TREE SWALLOWS Raising Younguns

      These TREE SWALLOWS reside in a Blue Bird box. Tree swallows are famous for nesting in those boxes. Sometimes, when they first start checking out the boxes as potential homes in the spring, their brilliant blue-black feathers dupe the hopeful into thinking that they see an Eastern Bluebird.They are not a disappointment, though.
     Tree Swallows are aggressively protective of their nests and will dive bomb approaching threats. This includes cats, raccoons, and in this case, me. An Apricot tree provided enough cover to get these photos. I had to hold very still as any movement riled up the birds. The mosquitoes were awful which made that torturous as I had to let them bite me.

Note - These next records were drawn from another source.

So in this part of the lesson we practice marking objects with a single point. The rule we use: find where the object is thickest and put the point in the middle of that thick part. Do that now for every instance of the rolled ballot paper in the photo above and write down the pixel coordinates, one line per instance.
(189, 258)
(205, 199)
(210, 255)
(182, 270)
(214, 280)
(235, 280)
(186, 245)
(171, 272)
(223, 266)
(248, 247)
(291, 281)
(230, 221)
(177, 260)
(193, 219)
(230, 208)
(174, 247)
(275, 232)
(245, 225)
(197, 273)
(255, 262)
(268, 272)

     The Barn swallows I posted earlier feed their young partially digested pellets of insects which they regurgitate into their youngster's throats. Tree swallows differ in that they feed the young whole insects. You can see this in the last photo.

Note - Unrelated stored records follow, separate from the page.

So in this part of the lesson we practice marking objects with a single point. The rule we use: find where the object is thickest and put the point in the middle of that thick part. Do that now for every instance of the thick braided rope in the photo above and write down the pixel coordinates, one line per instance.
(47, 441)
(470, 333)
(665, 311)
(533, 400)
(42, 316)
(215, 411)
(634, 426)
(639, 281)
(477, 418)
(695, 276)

     I saw at least two chicks in the box. There were probably more. They usually have 4-6. Males and females both take care of the chicks. Like the Barn swallows, they sometimes nest twice a year. The chicks in these photos are just about to be thrown out of the house. As my father used to say when we left home, "Write when you get work!"

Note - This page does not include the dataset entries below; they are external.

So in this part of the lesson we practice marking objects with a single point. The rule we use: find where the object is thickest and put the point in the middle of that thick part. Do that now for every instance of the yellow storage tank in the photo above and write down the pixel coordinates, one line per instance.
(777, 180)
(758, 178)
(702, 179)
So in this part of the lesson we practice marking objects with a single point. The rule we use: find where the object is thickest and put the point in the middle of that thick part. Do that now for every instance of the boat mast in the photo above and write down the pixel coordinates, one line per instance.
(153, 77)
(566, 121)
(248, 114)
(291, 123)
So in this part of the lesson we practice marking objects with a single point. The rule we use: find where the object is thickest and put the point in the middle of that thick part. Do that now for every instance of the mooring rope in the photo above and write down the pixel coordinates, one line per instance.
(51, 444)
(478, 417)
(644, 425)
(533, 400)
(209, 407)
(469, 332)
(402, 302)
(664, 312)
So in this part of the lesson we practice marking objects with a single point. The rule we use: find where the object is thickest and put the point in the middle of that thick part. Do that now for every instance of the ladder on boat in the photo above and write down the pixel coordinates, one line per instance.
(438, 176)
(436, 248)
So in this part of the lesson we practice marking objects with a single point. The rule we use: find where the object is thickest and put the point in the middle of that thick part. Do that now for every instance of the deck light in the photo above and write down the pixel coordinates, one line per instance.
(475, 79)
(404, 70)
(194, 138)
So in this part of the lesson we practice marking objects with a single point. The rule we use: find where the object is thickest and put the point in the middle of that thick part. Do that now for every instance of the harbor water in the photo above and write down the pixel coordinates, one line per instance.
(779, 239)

Blackburnian Warbler - Birding Made Easy

This is a Blackburnian Warbler. It's not uncommon here in the summer, but I have never happened to see one, until yesterday morning. I get to add this to my bird species tally. It was made very easy for me; it flew into my house. Well, not exactly. I was getting dressed, progressing from my bathrobe to my underwear when David yelled from the kitchen, "A bird just hit the window!" Striking the kitchen window, it landed on the inside of a stockade fence that surrounds our propane tanks. Wearing my bra and panties, I trotted out into the rain to conduct the rescue. Trotting does not come naturally to me as I am an obese, short, middle aged woman. My last shreds of dignity are compromised by trotting, but anything for the birds! I couldn't quite reach the bird over the backside of the fence and was hopping up and down to try to get to it. From the kitchen window, David was watching his wife hopping in the rain in her underwear in the yard, when someone pulled into the driveway on the other side of the house. "Oh shit!" yelled she, abandoned the stunned bird and full-on sprinted to the back door. I made it back to the security of my bathrobe just in time to greet the visitor at the front door. David had grabbed the warbler and put it in a margarine tub in the dining room. While trying to seem cool, as if nothing what so ever was going on, we chatted with our unexpected guest. After she left, I went to see about the warbler at hand, but it was no longer in the margarine tub! Rather, it was flying wildly around the dining room crapping happily on the table, the china, the chandelier, etc. In my car, I carry a butterfly net. I got it for 99 cents at Reny's. At the time, David asked why I was carrying around a butterfly net in the car and I said, "Because, you just never know!" Armored in my bathrobe with the net, I was able to quickly and gently capture the darling little bird and release it. Dignity restored, I thought about getting dressed.



Crapping in my grandmother's fine, Miessen egg cup. That figures!